Grasshopper

algorithmic modeling for Rhino

Hi,

I am trying to simulate fabric as a shell on a grid shell, where the grid shell is wood and the 'skin' is fabric. The analysis fails citing that the structure buckles under the given loads which is only under gravitational load. The grid shell analysis works on its own without the fabric shell applied on it - only works with barely any loads applied on the assembly.

1. I am running the grid shell as shell element in Karamba as well as the 'skin'. What I would like to test is the impact of the loads from 'skin' and its own weight on the structural behaviour of assembly. Does Karamba understand shell on shell transfer of loads?

2. The material properties I assigned for the fabric are the following:

E= 40 KN/cm^2
G = 0.7 KN/cm^2
gamma = 13 kN/m^3
Fy (yield strength) = 6 kN/cm^2
The material widget turns orange with the following warning: "1. Material #0 : For isotropic materials G must be larger than E/3 and smaller than E/2. If this condition is not fulfilled the material behaves very strange. It may lead to an unstable structure."

I'm not sure if I should push up the shear value as I suspect that fabric does not experience that much shear anyways.
Thanks,
-Y

Views: 906

Replies to This Discussion

Hi Yassin,

the buckling of your structure is probably due to the fact that the fabric wrinkles somewhere. You could use the 'AnalysisThI'-component to see where this happens by looking for compressive stresses.

The element property 'NII' governs the second order theory effects. It can be set manually via the ModifyElement-component. In that case set the number of iterations in the 'AnalysisThII'-component to one so that the preset values for 'NII' are not overwritten.

Karamba 1.1.0 does not differentiate between transverse and in-plane shear stiffness. This causes the warning when G is not within the boundaries that apply to an isotropic material. For thin plates the influence of shear deformations can be neglected. You can therefore push up the value of G without compromising the accuracy of your results.

Best,

Clemens

Dear Clemens,

Thanks for the reply!
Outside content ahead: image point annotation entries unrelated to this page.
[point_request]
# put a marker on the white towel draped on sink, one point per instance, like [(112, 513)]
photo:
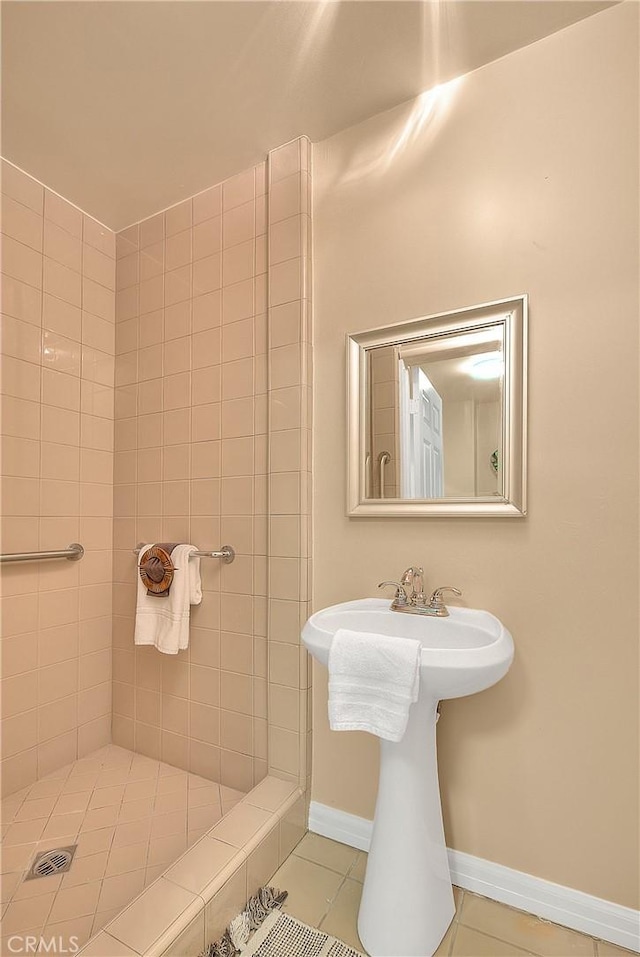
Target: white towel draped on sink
[(373, 681)]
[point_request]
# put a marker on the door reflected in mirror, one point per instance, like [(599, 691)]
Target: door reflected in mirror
[(436, 411)]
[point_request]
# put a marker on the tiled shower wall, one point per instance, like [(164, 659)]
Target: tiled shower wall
[(213, 446), (191, 465), (57, 445)]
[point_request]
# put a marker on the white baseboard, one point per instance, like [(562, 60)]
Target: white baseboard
[(562, 905)]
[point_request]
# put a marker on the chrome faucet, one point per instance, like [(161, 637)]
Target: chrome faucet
[(410, 597)]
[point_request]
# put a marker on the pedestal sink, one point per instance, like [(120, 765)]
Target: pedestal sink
[(407, 900)]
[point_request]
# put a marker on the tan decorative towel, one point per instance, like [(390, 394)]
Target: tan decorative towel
[(165, 624), (156, 569)]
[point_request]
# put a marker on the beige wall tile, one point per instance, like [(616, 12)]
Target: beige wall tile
[(21, 223)]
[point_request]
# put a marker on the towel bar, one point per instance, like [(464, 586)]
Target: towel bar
[(226, 553), (74, 553)]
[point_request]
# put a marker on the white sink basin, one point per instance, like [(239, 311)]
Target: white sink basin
[(407, 899), (462, 654)]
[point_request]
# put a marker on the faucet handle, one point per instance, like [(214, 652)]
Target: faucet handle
[(401, 597), (413, 577), (436, 601)]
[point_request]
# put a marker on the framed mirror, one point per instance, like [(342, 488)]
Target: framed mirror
[(437, 415)]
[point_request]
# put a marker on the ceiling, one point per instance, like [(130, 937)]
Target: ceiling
[(128, 107)]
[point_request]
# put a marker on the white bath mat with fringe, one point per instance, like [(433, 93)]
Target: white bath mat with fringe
[(283, 936)]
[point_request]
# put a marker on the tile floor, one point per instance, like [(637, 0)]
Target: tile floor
[(130, 816), (324, 880)]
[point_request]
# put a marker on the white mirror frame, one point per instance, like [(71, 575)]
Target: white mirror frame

Yes, that makes sense as the fabric was extending beyond the structure, hence the failure.

I was wondering if the tensile strength of the fabric can be computed in Karamba, i.e. the pulling force of fabric under tension between two beams (see attached)? And if so how can it be modeled/defined for Karamba?

Thanks,

-Y

Attachments:

Dear Yassin,

you could pretension the fabric by e.g. moving apart the supports at the beams and use 'AnalyzeThII' to calculate the system. The application of a pretension load on the fabric would also be a possibility. However this leads to an isotropic prestress in the fabric.